Czarnek, który rozpocznie swoją trasę od Bielska-Białej, planuje również wizytę w Stanach Zjednoczonych z okazji 40. rocznicy śmierci błogosławionego ks. Jerzego Popiełuszki. Po powrocie kontynuować będzie swoje spotkania z wyborcami, odwiedzając Włocławek oraz inne miasta, aż do momentu zwycięstwa w wyborach.
W kontekście nieogłoszonego jeszcze oficjalnego kandydata PiS, Czarnek podkreśla znaczenie jedności i mobilizacji prawicowych wyborców.
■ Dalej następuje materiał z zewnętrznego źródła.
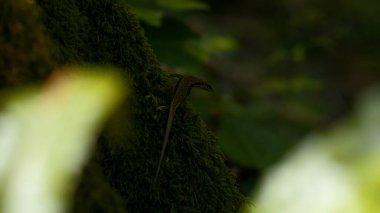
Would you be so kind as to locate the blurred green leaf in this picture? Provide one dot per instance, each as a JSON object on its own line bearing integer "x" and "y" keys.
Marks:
{"x": 334, "y": 171}
{"x": 46, "y": 134}
{"x": 147, "y": 10}
{"x": 181, "y": 5}
{"x": 171, "y": 44}
{"x": 255, "y": 136}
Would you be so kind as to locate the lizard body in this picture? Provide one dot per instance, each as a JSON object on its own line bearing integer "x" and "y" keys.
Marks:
{"x": 182, "y": 90}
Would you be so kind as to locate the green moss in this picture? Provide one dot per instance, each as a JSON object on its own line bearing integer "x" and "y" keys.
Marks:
{"x": 119, "y": 177}
{"x": 24, "y": 49}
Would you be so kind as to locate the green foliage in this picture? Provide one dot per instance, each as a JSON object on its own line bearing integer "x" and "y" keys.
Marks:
{"x": 39, "y": 174}
{"x": 255, "y": 136}
{"x": 194, "y": 177}
{"x": 152, "y": 11}
{"x": 332, "y": 171}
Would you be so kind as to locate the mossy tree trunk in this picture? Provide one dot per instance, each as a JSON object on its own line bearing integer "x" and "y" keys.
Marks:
{"x": 119, "y": 177}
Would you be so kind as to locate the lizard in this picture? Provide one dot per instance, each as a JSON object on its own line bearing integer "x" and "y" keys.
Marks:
{"x": 181, "y": 91}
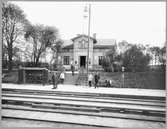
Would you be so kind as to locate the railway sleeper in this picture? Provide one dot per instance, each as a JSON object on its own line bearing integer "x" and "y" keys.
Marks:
{"x": 64, "y": 107}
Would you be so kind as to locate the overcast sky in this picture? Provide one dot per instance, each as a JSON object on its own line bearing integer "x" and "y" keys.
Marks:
{"x": 135, "y": 22}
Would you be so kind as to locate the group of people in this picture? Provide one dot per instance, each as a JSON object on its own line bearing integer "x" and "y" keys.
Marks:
{"x": 96, "y": 78}
{"x": 56, "y": 78}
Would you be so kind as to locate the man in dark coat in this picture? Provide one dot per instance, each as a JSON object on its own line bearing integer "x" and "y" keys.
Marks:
{"x": 96, "y": 77}
{"x": 72, "y": 69}
{"x": 55, "y": 80}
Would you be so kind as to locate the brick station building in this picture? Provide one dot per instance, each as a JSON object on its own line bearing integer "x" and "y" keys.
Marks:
{"x": 77, "y": 52}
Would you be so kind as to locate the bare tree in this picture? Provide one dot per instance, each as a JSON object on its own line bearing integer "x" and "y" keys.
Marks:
{"x": 43, "y": 37}
{"x": 13, "y": 21}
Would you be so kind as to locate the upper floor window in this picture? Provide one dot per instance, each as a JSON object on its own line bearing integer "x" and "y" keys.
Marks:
{"x": 66, "y": 60}
{"x": 101, "y": 59}
{"x": 83, "y": 44}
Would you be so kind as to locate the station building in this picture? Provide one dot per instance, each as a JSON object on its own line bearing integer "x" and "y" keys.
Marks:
{"x": 77, "y": 52}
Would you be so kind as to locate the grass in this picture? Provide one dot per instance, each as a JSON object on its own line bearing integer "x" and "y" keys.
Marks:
{"x": 143, "y": 80}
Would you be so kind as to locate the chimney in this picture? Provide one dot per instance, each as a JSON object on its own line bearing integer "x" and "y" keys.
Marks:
{"x": 94, "y": 35}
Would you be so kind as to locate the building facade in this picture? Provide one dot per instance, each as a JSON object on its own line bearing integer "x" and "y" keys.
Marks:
{"x": 77, "y": 53}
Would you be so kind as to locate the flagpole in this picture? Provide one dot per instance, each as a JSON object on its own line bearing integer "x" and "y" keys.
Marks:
{"x": 88, "y": 38}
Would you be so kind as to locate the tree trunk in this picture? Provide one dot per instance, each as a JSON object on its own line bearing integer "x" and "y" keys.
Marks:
{"x": 10, "y": 65}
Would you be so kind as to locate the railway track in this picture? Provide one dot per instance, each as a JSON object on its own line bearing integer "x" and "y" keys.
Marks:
{"x": 91, "y": 110}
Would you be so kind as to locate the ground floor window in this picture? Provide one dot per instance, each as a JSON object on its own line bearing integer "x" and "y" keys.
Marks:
{"x": 101, "y": 59}
{"x": 66, "y": 60}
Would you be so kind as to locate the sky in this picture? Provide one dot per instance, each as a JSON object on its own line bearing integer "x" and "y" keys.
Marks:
{"x": 135, "y": 22}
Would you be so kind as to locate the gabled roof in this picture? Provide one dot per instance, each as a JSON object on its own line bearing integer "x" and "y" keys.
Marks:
{"x": 103, "y": 46}
{"x": 68, "y": 46}
{"x": 82, "y": 35}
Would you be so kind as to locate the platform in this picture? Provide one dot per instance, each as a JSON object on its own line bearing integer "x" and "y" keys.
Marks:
{"x": 86, "y": 89}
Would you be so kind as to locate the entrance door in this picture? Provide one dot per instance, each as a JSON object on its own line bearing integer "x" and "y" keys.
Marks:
{"x": 82, "y": 61}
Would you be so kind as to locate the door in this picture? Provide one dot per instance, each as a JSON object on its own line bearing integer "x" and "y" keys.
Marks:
{"x": 82, "y": 61}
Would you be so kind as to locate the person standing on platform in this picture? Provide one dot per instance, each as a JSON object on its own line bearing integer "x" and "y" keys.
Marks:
{"x": 62, "y": 77}
{"x": 90, "y": 78}
{"x": 96, "y": 77}
{"x": 72, "y": 69}
{"x": 54, "y": 81}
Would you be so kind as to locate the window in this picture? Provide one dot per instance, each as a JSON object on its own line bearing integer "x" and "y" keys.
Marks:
{"x": 66, "y": 60}
{"x": 100, "y": 60}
Zwraca uwagę na słowa Grzegorza Schetyny o "domknięciu systemu" w przypadku zwycięstwa kandydata Platformy Obywatelskiej, co według Czarnka mogłoby zagrozić demokracji. W tej sytuacji, działania mające na celu zachęcenie do głosowania na kandydata prawicy nabierają kluczowego znaczenia.
Choć poseł Czarnek znajduje się na liście potencjalnych kandydatów PiS, nie uważa się za faworyta, wskazując równocześnie, że dobrym wyborem byłby Karol Nawrocki. Kluczowym przesłaniem jest zwycięstwo kandydata prawicy, niezależnie od tego, kto zostanie nim ostatecznie.
Wybory prezydenckie zaplanowane są na wiosnę przyszłego roku, a obecny prezydent Andrzej Duda kończy swoją kadencję w sierpniu 2025 roku. W PiS trwają prace zespołu pod kierownictwem Jarosława Kaczyńskiego nad wyborem kandydata partii. Wśród rozważanych nazwisk znajdują się, oprócz Czarnka, prezes IPN Karol Nawrocki, europoseł Tobiasz Bocheński, a także b. szef MON Mariusz Błaszczak.
Jarosław Kaczyński, pytany o termin ogłoszenia kandydata PiS, zasygnalizował, że może to nastąpić w drugiej połowie listopada. Prezes partii wyraził również uznanie dla Przemysława Czarnka, zastanawiając się nad jego potencjałem wyborczym.